He lit a cigarette, strolled about the room, and came to rest standing before the fire and looking down on the glowing coals. He was sure now that Christina Alberta was blue-eyed, fragile, shy—with a deep sweet vein of humorous fantasy hidden away in her. Very probably she concealed a gift for writing. It would be for him perhaps to discover that and cultivate it and bring it out. Together they would protect Sargon, already more than half recovered from the intoxication of his dream. They would have to soften the humiliations of his complete awakening. How fortunate and as it were providential it was that he had been impelled to rescue the little man!—for otherwise he would never have met Christina Alberta, never won her timid wealth of love....
“Eh!
“But this is all damned nonsense!” said Bobby violently, and threw his cigarette into the fire. “This is just fancy! I haven’t even seen the girl!”
He lit his candle, put out Mrs. Plumer’s oil lamp with all the devices and precautions proper to this dangerous survival from the Dark Ages, and went up to bed. He stopped and listened outside Sargon’s door. The patient was asleep and breathing rather noisily—ever and again choking with a little cough.
“I wish the weather had kept warmer,” said Bobby.
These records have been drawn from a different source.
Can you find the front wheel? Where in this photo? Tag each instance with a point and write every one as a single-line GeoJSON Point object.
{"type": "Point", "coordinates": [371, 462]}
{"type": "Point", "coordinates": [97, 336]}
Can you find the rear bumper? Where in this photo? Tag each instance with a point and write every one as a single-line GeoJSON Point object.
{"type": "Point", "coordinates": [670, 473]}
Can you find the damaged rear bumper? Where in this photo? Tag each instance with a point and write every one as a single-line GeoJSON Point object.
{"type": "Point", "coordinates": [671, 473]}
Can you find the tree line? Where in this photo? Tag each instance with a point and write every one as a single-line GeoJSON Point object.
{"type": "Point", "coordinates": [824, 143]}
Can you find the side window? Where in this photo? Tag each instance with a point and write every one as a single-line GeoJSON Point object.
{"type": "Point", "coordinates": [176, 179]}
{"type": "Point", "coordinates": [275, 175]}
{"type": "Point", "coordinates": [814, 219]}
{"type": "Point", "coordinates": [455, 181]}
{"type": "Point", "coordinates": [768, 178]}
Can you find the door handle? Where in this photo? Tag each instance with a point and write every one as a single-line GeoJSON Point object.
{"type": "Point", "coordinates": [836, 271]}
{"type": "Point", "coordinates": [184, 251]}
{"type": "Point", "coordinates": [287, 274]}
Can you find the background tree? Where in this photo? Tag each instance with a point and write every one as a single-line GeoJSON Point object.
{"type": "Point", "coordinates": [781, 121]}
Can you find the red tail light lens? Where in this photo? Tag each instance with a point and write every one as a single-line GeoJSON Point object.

When he opened his own bedroom door, the flame of his candle writhed and flared horizontally, the curtains streamed into the room and a sheet of paper flapped on the dressing-table. He put down the candle and went to shut the window. The wind was rising and there was a little patter of raindrops on the pane.
CHAPTER THE THIRD
The Last Phase
§ 1
IT was part of the general unsatisfactoriness of Bobby’s make-up that he was acutely responsive to meteorological conditions. That late Indian summer was over now, and the heavens and the earth and the air between began to push, hustle, wet, chill, darken, distress and bully him. Jumbled grey clouds came hurrying across Dymchurch from Dungeness and the Atlantic, torn, angular, outstretched clouds with malicious expressions like witches and warlocks, emitting fierce squirts of rain. Under their skirts came the waves in long rolling regiments, threatening from afar, breaking into premature handfuls of foam, gathering force at last, towering up for a last culminating thud against the sea-wall and spouting heavenward in white fountains of suddy water.
“Face it, man,” said Bobby. “Face it. It’s only Nature. Brace up to it. Think of this poor girl.”